Nella sua prima lezione scrive: «Non solo noi dobbiamo scegliere, ma dobbiamo scegliere in un mondo di persistente e spesso accelerata trasformazione». In che modo l'idea di incompletezza può essere una guida per i nostri tempi?
L'essere consapevoli della natura incompleta di qualsivoglia risposta possiamo formulare rende più riflessive e mature le nostre scelte. È necessario essere consapevoli che esse non costituiranno mai la soluzione finale. Questo non riduce l'importanza delle nostre scelte, ma dà loro un tocco più appropriato. Le nostre risposte hanno un'essenziale incompletezza, che io definisco insaturazione. C'è chi ritiene che il riconoscere l'incompletezza delle nostre risposte possa dar vita a una specie di polverone instabile e frammentario, sfociare in un supermarket delle credenze. Non è così: noi siamo tenuti alla più ferma lealtà alle nostre credenze, consapevoli però della loro incompletezza nel tempo.

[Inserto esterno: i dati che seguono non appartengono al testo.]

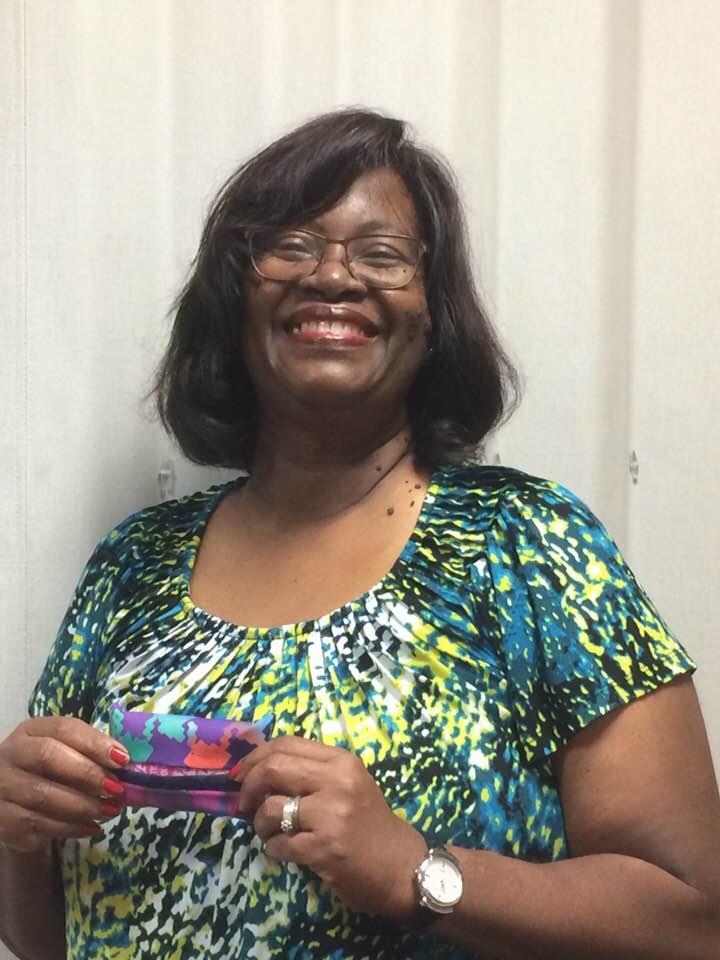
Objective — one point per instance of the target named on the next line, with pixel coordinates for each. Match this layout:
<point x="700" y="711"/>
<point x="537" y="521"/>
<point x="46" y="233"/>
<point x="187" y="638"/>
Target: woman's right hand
<point x="56" y="781"/>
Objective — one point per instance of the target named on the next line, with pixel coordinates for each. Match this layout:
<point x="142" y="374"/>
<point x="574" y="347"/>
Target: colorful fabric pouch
<point x="183" y="763"/>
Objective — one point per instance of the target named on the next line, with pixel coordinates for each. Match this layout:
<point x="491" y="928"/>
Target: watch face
<point x="442" y="881"/>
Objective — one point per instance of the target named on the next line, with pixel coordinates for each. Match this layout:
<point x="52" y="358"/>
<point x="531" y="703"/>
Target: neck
<point x="319" y="472"/>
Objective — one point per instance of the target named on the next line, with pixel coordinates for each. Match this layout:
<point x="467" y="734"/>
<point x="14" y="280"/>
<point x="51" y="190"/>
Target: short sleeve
<point x="579" y="635"/>
<point x="67" y="684"/>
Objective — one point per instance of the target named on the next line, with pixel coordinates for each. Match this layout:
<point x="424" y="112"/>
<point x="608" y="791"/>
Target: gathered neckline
<point x="300" y="627"/>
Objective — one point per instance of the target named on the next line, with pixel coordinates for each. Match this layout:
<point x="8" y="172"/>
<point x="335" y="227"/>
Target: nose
<point x="332" y="278"/>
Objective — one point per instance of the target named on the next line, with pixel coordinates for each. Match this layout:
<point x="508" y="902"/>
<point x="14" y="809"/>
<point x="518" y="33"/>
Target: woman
<point x="499" y="689"/>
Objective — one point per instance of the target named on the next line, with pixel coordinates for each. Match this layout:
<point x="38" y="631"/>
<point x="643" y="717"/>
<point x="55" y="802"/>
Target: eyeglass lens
<point x="381" y="261"/>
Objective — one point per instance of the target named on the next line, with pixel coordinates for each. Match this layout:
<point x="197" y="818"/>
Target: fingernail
<point x="119" y="755"/>
<point x="111" y="785"/>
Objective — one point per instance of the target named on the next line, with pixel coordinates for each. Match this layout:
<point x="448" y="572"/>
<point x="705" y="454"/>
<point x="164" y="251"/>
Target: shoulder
<point x="509" y="498"/>
<point x="163" y="529"/>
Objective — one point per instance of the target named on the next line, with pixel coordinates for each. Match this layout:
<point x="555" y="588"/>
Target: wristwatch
<point x="439" y="884"/>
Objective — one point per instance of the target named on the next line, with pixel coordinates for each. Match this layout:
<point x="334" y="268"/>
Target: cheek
<point x="418" y="325"/>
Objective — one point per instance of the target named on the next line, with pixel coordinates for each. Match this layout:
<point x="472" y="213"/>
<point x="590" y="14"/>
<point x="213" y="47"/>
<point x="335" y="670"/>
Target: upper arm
<point x="640" y="782"/>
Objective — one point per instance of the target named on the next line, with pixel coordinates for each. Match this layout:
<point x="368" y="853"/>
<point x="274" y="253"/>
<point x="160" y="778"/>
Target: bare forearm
<point x="597" y="907"/>
<point x="31" y="891"/>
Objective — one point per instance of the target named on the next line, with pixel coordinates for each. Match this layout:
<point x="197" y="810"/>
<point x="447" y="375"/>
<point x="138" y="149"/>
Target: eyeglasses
<point x="381" y="260"/>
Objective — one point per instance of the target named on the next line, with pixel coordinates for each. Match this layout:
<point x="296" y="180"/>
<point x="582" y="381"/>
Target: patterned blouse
<point x="508" y="623"/>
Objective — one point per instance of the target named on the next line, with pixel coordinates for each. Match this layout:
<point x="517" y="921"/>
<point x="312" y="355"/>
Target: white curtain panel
<point x="586" y="136"/>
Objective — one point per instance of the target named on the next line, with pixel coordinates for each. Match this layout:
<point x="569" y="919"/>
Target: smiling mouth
<point x="330" y="331"/>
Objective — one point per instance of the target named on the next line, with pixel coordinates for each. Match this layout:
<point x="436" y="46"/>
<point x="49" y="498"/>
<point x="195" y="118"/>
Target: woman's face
<point x="294" y="346"/>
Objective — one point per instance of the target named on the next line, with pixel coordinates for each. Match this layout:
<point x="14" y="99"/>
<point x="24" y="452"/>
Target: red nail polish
<point x="119" y="755"/>
<point x="111" y="785"/>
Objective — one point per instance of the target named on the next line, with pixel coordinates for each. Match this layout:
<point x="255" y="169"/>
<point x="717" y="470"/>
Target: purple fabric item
<point x="172" y="747"/>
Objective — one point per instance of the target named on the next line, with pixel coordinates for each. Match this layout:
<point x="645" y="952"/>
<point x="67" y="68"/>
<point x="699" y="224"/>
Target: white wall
<point x="586" y="137"/>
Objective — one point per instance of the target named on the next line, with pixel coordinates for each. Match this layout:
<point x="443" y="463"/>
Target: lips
<point x="329" y="323"/>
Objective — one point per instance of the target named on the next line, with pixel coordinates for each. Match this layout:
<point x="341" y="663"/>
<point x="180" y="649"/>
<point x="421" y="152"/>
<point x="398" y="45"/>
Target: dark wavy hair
<point x="203" y="393"/>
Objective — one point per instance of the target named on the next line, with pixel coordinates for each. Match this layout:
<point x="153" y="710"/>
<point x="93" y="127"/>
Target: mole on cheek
<point x="417" y="322"/>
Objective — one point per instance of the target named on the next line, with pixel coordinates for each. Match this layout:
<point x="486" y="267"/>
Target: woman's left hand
<point x="347" y="833"/>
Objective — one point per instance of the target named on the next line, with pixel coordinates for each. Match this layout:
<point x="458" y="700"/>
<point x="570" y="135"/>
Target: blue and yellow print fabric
<point x="508" y="623"/>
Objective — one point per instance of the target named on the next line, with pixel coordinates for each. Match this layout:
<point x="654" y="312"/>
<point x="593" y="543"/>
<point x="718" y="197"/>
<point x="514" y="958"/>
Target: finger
<point x="302" y="848"/>
<point x="56" y="801"/>
<point x="292" y="746"/>
<point x="83" y="738"/>
<point x="280" y="774"/>
<point x="270" y="814"/>
<point x="27" y="830"/>
<point x="51" y="759"/>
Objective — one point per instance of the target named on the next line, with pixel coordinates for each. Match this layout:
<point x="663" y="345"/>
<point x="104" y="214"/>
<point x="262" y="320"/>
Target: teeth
<point x="336" y="327"/>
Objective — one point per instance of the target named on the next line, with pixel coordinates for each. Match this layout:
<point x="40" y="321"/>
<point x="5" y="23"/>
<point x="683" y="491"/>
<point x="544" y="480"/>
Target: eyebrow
<point x="370" y="227"/>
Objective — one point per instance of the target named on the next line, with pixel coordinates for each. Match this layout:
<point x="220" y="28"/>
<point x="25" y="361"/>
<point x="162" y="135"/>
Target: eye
<point x="285" y="245"/>
<point x="291" y="246"/>
<point x="382" y="252"/>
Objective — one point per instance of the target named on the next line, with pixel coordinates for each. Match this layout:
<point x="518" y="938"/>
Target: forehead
<point x="377" y="202"/>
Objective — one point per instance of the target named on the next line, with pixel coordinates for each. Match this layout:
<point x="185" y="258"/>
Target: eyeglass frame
<point x="251" y="230"/>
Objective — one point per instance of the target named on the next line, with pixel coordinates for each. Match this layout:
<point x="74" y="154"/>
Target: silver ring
<point x="290" y="822"/>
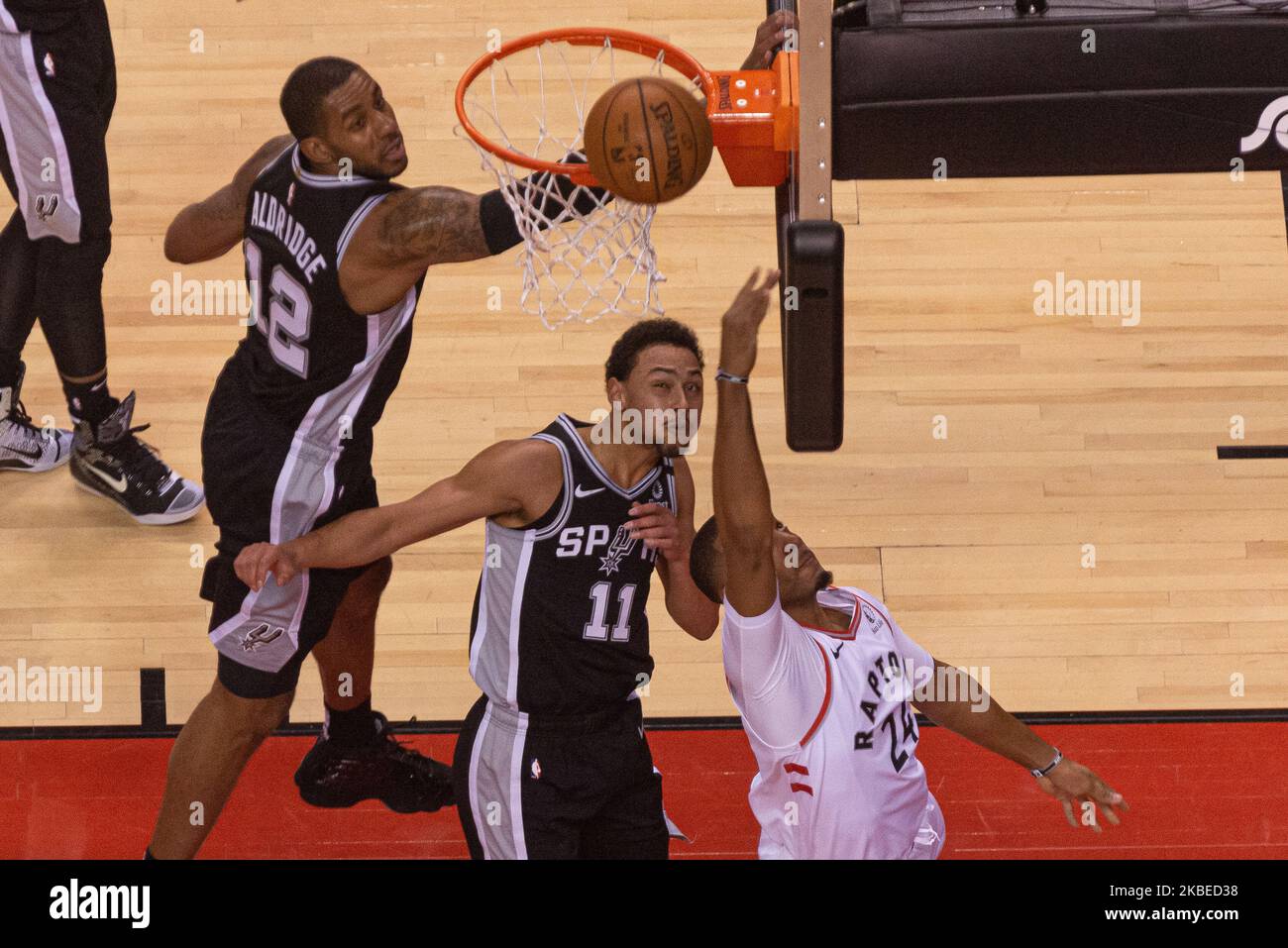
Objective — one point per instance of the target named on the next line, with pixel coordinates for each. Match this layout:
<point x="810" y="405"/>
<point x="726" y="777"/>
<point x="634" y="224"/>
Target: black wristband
<point x="501" y="231"/>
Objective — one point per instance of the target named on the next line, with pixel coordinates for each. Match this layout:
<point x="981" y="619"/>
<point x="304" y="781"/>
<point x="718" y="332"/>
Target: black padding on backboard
<point x="812" y="326"/>
<point x="1159" y="94"/>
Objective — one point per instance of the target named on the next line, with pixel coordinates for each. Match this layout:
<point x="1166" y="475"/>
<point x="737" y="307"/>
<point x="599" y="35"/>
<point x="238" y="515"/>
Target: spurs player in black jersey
<point x="553" y="762"/>
<point x="823" y="675"/>
<point x="335" y="254"/>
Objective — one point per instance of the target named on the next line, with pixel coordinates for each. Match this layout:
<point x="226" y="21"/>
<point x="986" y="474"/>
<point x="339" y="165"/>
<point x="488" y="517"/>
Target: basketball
<point x="648" y="140"/>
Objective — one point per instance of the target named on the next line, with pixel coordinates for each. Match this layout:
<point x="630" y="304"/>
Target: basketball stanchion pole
<point x="772" y="128"/>
<point x="811" y="252"/>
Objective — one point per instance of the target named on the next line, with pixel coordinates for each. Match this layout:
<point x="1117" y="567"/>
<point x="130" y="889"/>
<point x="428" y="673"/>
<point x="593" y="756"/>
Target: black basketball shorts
<point x="572" y="790"/>
<point x="266" y="483"/>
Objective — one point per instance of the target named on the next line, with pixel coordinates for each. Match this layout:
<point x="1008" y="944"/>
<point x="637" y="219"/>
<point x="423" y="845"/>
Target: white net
<point x="585" y="253"/>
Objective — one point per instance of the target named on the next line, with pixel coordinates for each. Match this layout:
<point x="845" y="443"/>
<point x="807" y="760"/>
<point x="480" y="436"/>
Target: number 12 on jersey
<point x="600" y="594"/>
<point x="288" y="311"/>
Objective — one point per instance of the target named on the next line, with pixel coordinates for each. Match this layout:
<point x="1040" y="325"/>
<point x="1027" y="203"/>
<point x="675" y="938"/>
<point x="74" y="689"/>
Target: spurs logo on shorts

Il suo elogio dell'incompletezza sottende una visione dinamica dei valori. Come possiamo essere fedeli ai nostri valori e allo stesso tempo "incontrare" gli altri?
Nel libro riporto una battuta di Confucio: abbiamo il dovere di essere leali, fedeli a noi stessi. Siamo tenuti a difendere i valori fondamentali della nostra convivenza, le credenze che scandiscono la nostra esistenza. Ma proprio in quanto chiamati a essere leali a noi stessi, siamo provocati all'attenzione verso gli altri, all'apertura, alla curiositas. È perché siamo leali a noi stessi che possiamo aprirci agli altri.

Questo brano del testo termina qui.